Şiir gibi bir his, mayhoş bir sefa, seninle nazlaşmak yastık kavgası tadında. Gökgürültüsü azametinde, hem boyun büküşte, duruştasın. Yalnızlıkta, mum ışığında, sayfaların hışırtısında. Açık havada, yoldasın. Tarlaların yüzüşünde, endamlı süzülüşte, saçakların altında. Cumbaların camında, kasedeki ezogelin çorbasındasın. Kadife dokusunda, Haliç'in sularında, balık sesinde. Manavın meyvaları dizişinde, solucanın büklümünde, karganın ağzındasın. Delice, cahilce, meydan okurcasına. Zig zaglar çizerek, kah ayağını sürerek. Telefonun ucunda, direklerin tepesindesin. Başüstüne, ne varsa elimde avucumda.. İçimdesin. Hey, dur, nefes alış verişlerini düzenle. Uydur ritmini, bak; kedinin koşuşunda. Eksik kelimelerde, kırık cümlelerde, seninle. Gülme, ağlama, kendini bu kadar ciddiye alma! Ne yaparsan yap, bugün o his benimle! Koca bir Ah! Ve…

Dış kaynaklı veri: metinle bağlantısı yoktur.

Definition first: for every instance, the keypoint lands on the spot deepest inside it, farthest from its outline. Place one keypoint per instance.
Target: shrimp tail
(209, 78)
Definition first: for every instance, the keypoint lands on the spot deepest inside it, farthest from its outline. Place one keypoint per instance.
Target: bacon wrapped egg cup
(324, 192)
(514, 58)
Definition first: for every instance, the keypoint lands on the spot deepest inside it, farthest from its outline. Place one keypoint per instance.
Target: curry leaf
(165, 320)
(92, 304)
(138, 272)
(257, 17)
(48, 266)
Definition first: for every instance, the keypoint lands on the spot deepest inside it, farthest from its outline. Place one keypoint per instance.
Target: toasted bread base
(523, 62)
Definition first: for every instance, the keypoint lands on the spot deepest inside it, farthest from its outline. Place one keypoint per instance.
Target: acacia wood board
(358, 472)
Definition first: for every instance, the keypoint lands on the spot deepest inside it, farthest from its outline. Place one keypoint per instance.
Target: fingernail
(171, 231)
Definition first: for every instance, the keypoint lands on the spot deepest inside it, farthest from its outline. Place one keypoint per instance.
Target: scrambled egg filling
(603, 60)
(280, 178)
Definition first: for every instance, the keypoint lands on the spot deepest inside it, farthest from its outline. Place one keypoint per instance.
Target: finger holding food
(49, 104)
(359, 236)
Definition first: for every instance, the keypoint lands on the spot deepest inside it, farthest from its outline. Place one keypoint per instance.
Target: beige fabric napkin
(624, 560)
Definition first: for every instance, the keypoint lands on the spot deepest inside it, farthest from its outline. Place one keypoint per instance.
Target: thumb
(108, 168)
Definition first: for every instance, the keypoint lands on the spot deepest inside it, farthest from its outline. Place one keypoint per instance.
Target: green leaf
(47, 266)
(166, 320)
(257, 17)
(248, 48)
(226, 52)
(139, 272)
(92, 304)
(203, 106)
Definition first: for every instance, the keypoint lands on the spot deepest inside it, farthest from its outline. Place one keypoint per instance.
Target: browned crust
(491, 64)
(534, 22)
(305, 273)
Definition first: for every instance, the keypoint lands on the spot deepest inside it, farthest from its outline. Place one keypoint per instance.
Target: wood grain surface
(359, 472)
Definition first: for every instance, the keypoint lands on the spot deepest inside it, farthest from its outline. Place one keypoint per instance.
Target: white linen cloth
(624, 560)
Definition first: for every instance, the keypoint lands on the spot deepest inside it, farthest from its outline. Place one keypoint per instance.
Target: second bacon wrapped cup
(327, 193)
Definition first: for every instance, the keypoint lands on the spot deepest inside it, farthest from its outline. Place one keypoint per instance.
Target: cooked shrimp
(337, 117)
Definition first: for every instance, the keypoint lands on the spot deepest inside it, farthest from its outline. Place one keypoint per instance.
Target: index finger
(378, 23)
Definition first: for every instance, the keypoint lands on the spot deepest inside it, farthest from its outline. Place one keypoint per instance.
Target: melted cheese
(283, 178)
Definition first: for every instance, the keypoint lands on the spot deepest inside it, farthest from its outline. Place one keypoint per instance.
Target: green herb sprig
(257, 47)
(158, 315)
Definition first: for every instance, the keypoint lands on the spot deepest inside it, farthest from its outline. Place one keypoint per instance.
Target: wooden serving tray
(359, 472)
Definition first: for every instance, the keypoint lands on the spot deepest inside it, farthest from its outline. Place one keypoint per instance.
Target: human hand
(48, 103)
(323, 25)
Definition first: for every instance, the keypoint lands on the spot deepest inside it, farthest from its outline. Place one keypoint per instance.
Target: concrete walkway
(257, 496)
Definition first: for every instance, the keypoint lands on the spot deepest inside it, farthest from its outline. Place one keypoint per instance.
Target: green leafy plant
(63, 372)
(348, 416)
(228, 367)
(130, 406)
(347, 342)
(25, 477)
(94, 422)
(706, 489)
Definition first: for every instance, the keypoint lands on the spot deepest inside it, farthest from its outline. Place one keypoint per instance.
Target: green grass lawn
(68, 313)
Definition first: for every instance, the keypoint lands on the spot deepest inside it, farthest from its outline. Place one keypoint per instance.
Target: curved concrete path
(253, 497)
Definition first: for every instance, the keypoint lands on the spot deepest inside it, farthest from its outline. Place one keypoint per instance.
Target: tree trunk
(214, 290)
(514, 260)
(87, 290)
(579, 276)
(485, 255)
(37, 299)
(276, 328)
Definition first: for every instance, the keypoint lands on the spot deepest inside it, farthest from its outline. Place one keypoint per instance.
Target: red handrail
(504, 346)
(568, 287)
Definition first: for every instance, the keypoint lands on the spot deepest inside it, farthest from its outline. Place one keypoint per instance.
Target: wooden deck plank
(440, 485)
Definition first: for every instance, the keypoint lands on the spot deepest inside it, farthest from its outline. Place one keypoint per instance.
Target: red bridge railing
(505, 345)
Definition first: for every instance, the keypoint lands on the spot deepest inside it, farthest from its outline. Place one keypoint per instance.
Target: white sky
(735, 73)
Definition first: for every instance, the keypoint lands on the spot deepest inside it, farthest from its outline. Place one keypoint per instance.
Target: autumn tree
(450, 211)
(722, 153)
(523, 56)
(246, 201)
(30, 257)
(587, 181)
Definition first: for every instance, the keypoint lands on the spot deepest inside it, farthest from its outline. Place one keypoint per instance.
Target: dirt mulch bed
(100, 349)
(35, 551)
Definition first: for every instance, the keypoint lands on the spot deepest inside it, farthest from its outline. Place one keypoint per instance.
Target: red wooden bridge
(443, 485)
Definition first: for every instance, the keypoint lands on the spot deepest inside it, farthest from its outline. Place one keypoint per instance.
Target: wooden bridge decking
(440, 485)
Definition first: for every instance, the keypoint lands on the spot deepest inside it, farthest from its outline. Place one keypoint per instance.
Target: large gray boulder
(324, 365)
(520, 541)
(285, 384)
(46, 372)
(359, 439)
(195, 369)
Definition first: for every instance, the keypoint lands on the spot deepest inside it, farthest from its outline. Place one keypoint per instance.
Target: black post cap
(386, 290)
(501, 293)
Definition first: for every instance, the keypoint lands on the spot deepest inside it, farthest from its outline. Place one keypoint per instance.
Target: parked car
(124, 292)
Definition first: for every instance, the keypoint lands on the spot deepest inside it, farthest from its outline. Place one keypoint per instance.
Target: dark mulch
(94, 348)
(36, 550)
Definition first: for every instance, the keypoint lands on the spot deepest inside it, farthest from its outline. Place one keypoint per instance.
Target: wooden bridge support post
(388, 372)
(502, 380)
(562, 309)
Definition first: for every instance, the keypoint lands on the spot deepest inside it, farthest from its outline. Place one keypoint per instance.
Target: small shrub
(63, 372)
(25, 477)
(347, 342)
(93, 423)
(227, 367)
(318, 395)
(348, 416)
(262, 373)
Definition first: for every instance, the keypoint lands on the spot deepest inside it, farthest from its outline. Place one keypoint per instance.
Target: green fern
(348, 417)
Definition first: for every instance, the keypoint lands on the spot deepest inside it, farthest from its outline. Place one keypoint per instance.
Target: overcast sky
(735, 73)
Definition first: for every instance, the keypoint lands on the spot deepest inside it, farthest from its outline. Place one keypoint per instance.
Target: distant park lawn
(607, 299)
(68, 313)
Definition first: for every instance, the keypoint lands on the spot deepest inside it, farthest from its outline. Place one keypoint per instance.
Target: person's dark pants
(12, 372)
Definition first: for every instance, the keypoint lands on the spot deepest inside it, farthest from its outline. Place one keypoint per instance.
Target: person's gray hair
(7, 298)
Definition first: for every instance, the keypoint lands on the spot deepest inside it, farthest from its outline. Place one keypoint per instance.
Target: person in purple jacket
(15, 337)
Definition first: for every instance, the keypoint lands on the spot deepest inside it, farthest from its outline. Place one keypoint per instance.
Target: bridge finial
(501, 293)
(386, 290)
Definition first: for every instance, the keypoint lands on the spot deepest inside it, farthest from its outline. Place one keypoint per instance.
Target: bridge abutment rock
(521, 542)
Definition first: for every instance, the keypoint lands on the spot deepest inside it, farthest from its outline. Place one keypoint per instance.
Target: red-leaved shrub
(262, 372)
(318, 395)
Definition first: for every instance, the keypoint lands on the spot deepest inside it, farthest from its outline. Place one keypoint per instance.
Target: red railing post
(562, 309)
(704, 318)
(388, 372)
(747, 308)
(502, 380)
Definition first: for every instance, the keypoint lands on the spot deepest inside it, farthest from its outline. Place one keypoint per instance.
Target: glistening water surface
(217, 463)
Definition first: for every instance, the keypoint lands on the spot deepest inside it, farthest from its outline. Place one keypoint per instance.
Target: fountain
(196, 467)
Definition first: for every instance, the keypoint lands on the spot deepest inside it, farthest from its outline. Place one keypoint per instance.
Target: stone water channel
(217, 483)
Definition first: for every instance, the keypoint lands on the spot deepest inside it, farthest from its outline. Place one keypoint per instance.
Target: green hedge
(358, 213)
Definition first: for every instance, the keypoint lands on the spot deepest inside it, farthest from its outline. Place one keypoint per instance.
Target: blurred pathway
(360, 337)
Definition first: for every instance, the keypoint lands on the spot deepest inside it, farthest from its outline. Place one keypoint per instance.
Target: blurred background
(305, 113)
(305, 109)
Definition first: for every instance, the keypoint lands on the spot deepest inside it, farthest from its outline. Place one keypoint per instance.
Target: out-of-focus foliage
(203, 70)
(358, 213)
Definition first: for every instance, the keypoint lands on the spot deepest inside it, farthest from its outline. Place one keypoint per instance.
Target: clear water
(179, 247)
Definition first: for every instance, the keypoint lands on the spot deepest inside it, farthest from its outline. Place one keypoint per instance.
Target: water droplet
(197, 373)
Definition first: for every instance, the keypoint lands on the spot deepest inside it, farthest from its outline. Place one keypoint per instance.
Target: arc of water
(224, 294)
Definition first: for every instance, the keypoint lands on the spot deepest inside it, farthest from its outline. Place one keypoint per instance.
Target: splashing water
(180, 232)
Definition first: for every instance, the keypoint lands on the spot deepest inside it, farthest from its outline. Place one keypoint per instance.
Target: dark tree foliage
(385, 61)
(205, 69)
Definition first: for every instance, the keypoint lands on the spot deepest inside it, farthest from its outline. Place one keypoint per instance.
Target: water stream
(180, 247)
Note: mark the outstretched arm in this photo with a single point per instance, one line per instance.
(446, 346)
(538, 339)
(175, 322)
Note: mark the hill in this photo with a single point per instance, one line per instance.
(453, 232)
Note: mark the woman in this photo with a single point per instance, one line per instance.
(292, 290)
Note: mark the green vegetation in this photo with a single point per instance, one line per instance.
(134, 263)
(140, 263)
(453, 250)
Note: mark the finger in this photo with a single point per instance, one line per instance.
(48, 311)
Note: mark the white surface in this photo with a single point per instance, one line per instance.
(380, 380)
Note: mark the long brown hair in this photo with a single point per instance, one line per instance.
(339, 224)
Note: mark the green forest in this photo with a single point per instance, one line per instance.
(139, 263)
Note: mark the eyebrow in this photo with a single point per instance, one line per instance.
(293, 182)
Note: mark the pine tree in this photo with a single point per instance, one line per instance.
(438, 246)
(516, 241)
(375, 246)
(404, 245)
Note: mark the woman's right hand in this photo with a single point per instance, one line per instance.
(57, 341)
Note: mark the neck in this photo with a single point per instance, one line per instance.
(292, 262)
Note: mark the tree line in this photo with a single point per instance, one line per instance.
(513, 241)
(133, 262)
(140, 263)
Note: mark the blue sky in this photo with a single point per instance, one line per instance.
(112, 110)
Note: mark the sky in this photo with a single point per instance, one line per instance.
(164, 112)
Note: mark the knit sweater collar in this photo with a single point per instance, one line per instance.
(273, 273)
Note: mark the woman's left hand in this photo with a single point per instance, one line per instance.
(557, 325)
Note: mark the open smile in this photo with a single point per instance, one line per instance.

Neyse ki o hissi edinmenin, o hissi muhafaza etmenin yollarını öğretir hayat okulu, o hisse teslim olanların dizinin dibinden akar 'ab-ı hayat' çeşmesi. Herbirimizin içinde mevcuttur o kaynak, kiminden damlar, kimi akar ip gibi, kimi gürülder, kimininki ise tıkalı, dünyası taşıma su ile güç bela yaşar.. Bencil kibir, akışı engelleyen kıskanç tıkaç. Bununla mücadele etmek başlıbaşına ibadet. İbadet ise niyetle başlar. İçimizdeki kaynak bizi ana kaynağa bağlar ve bu yol işlek tutulmazsa, kaynağımız bir süre sonra kurumaya yüz tutar. Başka deyişle; maddenin kökü maneviyatta. Ruhunu beslemeyenin cismi de sağlıksız olur. Biz o hissi edinmek üzere yaratıldık ve zaten yağmur gibi yağmakta, havadaki nem gibi görünmeden bizi kuşatmakta. Bununla birlikte bize düşen, yağdığında minnetle almayı, kuraklıkta sükunla sabretmeyi bilmek. Daha da ötesi köklerimizi derinlere, yeraltı sularına eriştirmek, aldığımızı ise cömertçe işleyerek çiçeğe, meyvaya, şifaya, en nihayetinde tekrardan o hisse dönüştürmek…
O kaynağı var'edene, o hissi verene, niyetimizi uyandırana, hayata, var'oluşa, parçası olduğumuz o muazzam ötesi bilince yönelmek, O'ndaki kendinle bağ kurmak, şükretmek, kıymet-bilir olmak, inanıyorum bizi 'ben' odaklı olmaktan kurtaracak. Engeller kalkacak. O his zamanla bizi sarmaşık gibi saracak, nihayetinde ondan başkacası kalmayacaktır.. Ne mutlu, o gün yeniden ve gerçekten ebediyete doğumumuz gerçekleşecek!
Kim bilir? Belki yarın, belki hemen; o his size de değecek… Yakalayın!